Я взглянула на отель, словно ожидала, что бабушка выбежит к нам, потрясая кулаками.

Сэм тихо присвистнул, словно это что-то означало. Может, так и было. Для фермера из Вермонта Лос-Анджелес казался чем-то невероятным.

Я мало что помнила о жизни в городе: туман по утрам, горячий песок под босыми ногами. Розовый потолок, что тянулся высоко надо мной. Со временем я начала думать, что помнила Лос-Анджелес, как мама помнила роды: только хорошее, а не боль.

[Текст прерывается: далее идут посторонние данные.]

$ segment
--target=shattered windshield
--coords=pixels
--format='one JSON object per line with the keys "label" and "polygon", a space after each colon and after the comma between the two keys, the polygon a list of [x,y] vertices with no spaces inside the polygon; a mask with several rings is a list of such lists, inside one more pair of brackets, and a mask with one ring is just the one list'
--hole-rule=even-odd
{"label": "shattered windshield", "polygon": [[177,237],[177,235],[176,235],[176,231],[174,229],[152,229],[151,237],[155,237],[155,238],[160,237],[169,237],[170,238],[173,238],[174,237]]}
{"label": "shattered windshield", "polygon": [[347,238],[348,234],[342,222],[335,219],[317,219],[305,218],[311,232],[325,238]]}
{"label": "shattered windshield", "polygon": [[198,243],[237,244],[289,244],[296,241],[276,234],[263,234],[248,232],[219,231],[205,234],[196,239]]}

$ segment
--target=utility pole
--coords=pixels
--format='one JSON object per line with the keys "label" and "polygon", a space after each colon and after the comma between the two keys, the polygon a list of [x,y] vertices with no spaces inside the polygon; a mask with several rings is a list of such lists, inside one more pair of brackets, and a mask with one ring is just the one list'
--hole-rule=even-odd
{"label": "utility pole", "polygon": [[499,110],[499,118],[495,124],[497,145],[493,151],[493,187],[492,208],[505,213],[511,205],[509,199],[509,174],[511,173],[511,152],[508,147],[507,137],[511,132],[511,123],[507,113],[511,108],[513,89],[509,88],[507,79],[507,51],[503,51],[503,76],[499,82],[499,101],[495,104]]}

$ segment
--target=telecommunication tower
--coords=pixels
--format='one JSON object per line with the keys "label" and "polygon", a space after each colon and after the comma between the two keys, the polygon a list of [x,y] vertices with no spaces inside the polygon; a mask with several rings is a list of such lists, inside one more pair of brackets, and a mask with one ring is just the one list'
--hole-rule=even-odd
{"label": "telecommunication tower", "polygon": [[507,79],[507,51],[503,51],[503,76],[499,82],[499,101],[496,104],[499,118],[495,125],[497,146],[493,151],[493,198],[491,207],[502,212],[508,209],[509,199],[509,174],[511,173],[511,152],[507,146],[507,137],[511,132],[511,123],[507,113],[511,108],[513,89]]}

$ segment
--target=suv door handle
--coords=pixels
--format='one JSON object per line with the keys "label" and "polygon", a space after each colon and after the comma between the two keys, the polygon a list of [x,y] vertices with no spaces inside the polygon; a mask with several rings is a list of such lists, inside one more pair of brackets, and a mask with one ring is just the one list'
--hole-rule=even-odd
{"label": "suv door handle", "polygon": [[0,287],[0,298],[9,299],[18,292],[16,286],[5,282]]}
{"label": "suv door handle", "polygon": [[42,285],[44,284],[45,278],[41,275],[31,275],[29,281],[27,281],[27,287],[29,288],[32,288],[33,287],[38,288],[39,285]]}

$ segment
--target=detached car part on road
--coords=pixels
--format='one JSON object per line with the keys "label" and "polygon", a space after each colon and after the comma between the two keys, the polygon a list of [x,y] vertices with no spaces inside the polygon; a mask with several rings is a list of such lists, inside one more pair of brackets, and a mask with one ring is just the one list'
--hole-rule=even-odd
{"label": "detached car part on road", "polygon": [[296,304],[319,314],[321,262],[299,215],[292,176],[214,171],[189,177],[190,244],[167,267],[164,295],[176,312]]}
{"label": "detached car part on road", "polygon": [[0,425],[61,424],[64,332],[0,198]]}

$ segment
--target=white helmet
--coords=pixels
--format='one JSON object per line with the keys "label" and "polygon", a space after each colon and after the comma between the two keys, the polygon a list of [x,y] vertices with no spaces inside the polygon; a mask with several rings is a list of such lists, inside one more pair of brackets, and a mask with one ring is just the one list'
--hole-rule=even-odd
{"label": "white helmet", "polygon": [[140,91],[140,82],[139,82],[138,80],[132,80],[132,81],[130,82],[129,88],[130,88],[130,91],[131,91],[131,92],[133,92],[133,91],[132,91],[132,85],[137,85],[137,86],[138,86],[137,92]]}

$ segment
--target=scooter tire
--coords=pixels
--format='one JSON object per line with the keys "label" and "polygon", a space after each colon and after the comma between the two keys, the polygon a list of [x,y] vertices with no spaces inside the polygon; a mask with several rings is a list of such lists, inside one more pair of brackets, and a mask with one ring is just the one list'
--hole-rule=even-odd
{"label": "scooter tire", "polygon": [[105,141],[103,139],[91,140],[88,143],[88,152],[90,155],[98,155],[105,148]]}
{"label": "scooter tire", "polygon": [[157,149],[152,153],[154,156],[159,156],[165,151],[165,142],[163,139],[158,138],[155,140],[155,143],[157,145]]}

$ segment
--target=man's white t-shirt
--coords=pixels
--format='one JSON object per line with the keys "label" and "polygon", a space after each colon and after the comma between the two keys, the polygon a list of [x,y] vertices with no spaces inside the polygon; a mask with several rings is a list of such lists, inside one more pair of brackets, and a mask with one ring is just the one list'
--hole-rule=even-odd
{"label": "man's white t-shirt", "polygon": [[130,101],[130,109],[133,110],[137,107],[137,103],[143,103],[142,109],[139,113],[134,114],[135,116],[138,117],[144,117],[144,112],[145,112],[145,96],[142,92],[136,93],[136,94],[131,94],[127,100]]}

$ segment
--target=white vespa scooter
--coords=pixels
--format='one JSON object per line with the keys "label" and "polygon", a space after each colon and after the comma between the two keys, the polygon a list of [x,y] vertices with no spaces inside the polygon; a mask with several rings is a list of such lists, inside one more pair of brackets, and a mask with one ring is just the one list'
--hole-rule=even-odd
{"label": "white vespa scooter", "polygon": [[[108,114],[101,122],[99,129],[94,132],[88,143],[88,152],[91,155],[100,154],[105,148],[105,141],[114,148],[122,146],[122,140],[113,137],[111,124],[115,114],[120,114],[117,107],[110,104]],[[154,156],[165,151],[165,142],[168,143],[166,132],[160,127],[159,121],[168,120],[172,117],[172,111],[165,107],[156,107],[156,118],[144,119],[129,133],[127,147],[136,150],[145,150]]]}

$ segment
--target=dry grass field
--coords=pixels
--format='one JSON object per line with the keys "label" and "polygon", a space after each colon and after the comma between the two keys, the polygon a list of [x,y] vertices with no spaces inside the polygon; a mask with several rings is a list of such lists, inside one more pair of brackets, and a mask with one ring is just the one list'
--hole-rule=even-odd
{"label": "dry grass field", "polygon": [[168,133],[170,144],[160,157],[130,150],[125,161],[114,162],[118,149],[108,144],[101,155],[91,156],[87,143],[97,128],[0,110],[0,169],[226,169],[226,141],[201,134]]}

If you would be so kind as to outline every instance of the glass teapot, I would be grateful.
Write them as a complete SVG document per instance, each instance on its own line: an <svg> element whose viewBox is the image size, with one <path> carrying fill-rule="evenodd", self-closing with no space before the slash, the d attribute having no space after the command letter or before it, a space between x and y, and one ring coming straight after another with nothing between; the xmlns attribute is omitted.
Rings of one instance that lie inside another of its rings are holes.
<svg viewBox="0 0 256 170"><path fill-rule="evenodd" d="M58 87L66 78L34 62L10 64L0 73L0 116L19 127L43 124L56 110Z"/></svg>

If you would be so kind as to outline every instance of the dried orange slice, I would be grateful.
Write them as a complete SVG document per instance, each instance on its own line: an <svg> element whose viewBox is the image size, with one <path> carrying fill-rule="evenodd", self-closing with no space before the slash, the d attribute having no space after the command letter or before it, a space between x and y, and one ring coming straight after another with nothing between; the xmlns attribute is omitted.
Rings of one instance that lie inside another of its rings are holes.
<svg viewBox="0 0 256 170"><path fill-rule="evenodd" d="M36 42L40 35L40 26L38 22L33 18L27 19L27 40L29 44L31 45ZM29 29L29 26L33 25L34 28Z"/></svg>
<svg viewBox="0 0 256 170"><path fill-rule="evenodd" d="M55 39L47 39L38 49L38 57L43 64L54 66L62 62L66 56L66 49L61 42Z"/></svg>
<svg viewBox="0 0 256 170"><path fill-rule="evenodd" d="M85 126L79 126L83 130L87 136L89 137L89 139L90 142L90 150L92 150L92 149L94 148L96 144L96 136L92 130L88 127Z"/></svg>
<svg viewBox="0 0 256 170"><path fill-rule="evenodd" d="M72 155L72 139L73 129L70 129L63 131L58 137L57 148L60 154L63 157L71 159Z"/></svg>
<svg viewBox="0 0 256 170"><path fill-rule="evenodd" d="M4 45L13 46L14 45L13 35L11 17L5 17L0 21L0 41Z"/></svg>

Тишина снова окутала нас, и в ней я ощущала, как утихает адреналин. Я ощутила сильнее контраст холода за спиной и жара сбоку. Я поделилась кусочком своей истории, и небо не разверзлось, огонь оттуда не рванул. Бабушка не вышла из-за дерева, собираясь увезти меня обратно в Калифорнию.

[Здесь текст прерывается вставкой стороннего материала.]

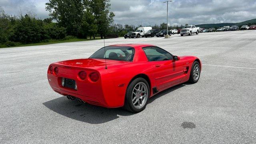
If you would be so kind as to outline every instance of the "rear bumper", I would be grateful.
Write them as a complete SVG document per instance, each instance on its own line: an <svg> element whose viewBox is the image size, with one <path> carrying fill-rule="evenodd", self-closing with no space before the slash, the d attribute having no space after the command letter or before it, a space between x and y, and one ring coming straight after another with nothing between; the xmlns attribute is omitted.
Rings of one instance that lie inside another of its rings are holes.
<svg viewBox="0 0 256 144"><path fill-rule="evenodd" d="M120 93L120 91L125 90L115 90L116 88L114 87L112 82L108 76L102 77L102 76L98 73L100 78L96 82L90 80L88 76L85 80L82 80L78 76L78 74L81 70L63 70L61 67L58 67L58 75L50 74L49 72L47 73L49 84L55 92L64 96L74 96L90 104L108 108L120 107L124 105L124 95L121 96L118 94ZM88 69L82 70L88 74L92 72L98 73L96 71ZM77 90L63 86L62 84L62 78L75 80Z"/></svg>

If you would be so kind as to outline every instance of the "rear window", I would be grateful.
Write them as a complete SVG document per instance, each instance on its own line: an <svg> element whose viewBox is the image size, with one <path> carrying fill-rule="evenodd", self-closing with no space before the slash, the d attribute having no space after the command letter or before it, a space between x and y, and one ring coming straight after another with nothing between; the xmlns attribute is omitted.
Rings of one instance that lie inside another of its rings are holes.
<svg viewBox="0 0 256 144"><path fill-rule="evenodd" d="M132 61L134 55L134 48L129 46L106 46L98 50L89 58Z"/></svg>

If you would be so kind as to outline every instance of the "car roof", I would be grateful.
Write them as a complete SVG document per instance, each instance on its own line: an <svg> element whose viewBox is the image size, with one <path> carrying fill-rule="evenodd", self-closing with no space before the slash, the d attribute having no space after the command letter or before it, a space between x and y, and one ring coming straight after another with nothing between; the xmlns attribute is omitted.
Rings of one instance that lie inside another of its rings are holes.
<svg viewBox="0 0 256 144"><path fill-rule="evenodd" d="M150 44L114 44L112 45L109 46L130 46L132 47L134 47L134 48L142 48L146 46L156 46L154 45Z"/></svg>

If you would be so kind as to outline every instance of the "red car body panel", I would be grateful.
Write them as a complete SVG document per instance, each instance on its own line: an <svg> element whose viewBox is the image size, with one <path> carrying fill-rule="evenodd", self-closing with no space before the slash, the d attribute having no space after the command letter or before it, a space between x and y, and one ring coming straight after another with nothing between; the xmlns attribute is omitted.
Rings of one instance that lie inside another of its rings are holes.
<svg viewBox="0 0 256 144"><path fill-rule="evenodd" d="M111 46L134 48L133 61L106 60L106 69L105 60L101 59L80 59L51 64L47 76L52 89L63 95L75 96L90 104L109 108L120 107L124 106L129 83L137 76L142 75L148 78L151 97L156 94L153 94L153 88L156 88L160 92L188 80L192 64L196 60L202 68L199 58L193 56L182 56L176 61L149 62L142 48L154 46L151 45L126 44ZM57 74L50 72L51 66L54 69L58 68ZM82 70L87 73L86 78L83 80L78 76L79 73ZM100 76L96 82L90 78L89 75L92 72ZM63 86L62 78L75 80L77 90Z"/></svg>
<svg viewBox="0 0 256 144"><path fill-rule="evenodd" d="M249 30L256 30L256 25L251 25L249 28Z"/></svg>

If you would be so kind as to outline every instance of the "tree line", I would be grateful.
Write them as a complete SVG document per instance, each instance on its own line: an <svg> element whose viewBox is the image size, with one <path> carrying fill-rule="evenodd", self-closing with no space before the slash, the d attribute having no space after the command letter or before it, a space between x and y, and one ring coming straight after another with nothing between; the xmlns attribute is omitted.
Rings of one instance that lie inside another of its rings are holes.
<svg viewBox="0 0 256 144"><path fill-rule="evenodd" d="M0 47L74 38L95 38L111 33L115 16L109 0L49 0L50 18L36 18L32 13L18 16L0 7Z"/></svg>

— Родители развелись, мама вернулась в Герневилль. А теперь ты собралась в Соному? Я рассказал тебе о неверности отца и ребенке их тайной любви. Я разочарован, Тейт, — поддразнил он. – Ничего постыдного.

— Это не все, но…

— Но…?

— Я тебя не знаю.

Сэм повернулся на бок, лицом ко мне.

— Поэтому даже лучше, — он указал на свою грудь. – Я никто. В Вермонте я не стану рассказывать всем подряд о тайнах красивой девушки.

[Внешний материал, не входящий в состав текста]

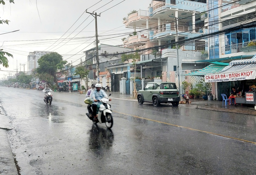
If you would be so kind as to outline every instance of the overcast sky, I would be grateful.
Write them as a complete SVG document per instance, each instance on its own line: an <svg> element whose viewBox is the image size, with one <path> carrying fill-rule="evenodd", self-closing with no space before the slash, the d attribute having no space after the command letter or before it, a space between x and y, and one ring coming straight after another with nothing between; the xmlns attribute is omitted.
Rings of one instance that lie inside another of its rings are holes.
<svg viewBox="0 0 256 175"><path fill-rule="evenodd" d="M98 34L102 36L99 37L100 44L122 44L121 39L128 35L116 38L114 37L118 35L108 35L132 32L132 30L124 27L123 18L133 10L147 10L151 2L151 0L124 0L123 1L14 0L14 4L10 4L8 0L5 0L5 5L0 5L0 17L10 22L9 25L1 24L0 34L20 30L0 36L1 48L14 56L13 58L8 58L9 68L0 65L0 79L4 78L4 74L15 74L5 71L15 71L17 64L18 71L23 71L23 66L20 64L27 64L29 52L56 52L69 63L72 61L73 65L79 63L81 57L84 60L82 51L93 48L95 40L94 18L85 12L87 9L88 12L95 10L97 14L101 13L100 17L97 17ZM73 39L67 43L67 38L73 37L83 38ZM66 38L65 41L60 43L62 40L60 39L52 45L58 39ZM27 65L25 66L26 71Z"/></svg>

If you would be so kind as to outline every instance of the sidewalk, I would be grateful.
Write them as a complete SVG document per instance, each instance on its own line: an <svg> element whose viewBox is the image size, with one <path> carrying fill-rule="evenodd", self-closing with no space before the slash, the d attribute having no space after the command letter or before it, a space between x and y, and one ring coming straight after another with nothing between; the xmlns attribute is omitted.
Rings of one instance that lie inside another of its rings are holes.
<svg viewBox="0 0 256 175"><path fill-rule="evenodd" d="M133 97L133 98L132 98L131 95L121 94L119 92L111 92L111 93L110 97L113 99L137 101L137 99L134 98L134 96ZM183 99L182 98L181 98L181 101L185 101L185 100ZM235 107L234 105L228 105L225 106L224 103L223 103L223 105L222 106L222 101L216 100L210 101L204 100L190 99L189 100L189 101L191 102L191 103L189 104L180 104L178 106L186 108L189 107L190 108L200 109L256 115L256 111L255 110L254 108L253 107L242 106L241 104L238 104L236 107Z"/></svg>

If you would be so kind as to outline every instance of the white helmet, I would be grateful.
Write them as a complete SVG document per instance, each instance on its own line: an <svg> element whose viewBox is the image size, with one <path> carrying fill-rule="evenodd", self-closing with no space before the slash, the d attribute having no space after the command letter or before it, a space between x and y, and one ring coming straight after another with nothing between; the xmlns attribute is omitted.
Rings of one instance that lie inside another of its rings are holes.
<svg viewBox="0 0 256 175"><path fill-rule="evenodd" d="M97 83L95 85L95 87L101 87L101 85L99 83Z"/></svg>

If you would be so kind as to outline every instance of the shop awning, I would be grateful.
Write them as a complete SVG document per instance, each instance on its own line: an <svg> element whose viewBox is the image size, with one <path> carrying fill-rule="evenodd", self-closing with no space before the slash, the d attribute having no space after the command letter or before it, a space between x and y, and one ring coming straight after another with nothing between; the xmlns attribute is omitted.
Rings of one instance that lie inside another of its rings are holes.
<svg viewBox="0 0 256 175"><path fill-rule="evenodd" d="M219 82L252 80L256 77L256 63L234 65L217 73L204 76L205 82Z"/></svg>
<svg viewBox="0 0 256 175"><path fill-rule="evenodd" d="M200 70L192 72L185 75L203 76L213 74L222 71L225 67L228 65L228 63L222 63L220 64L212 64Z"/></svg>
<svg viewBox="0 0 256 175"><path fill-rule="evenodd" d="M229 63L229 65L232 66L234 64L248 64L250 63L256 63L256 54L254 55L250 59L235 60Z"/></svg>
<svg viewBox="0 0 256 175"><path fill-rule="evenodd" d="M70 82L77 82L78 81L80 81L80 79L73 79L71 80ZM68 82L68 80L64 80L63 82Z"/></svg>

Мои мысли забуксовали на слове «красивой».

Я разрывалась, пальцы тянули нитку на подоле потрепанного свитера, но меня отвлек Сэм, потянувшийся убрать травинку из моих волос. Кончик его пальца задел мое ухо. Жар вспыхнул на месте контакта, растекся по щеке, обжигая шею. Он видел мой румянец в темноте?

Он выждал одну… две… три секунды, а потом повернулся на бок.

— Думаю, поэтому я и рассказал о Лютере. Я не могу обсуждать это дома. Они с Робертой — основа нашего мира, и хоть Роберта независима, я не знаю, как она будет жить без него. Если Лютер болен, то, скорее всего, именно поэтому никому не рассказал. Как я и говорил, мне нужно было поделиться, — он потер подбородок и добавил. – В этом есть смысл? Когда произносишь вслух, все становится реальным, и я могу начать как-то с этим разбираться.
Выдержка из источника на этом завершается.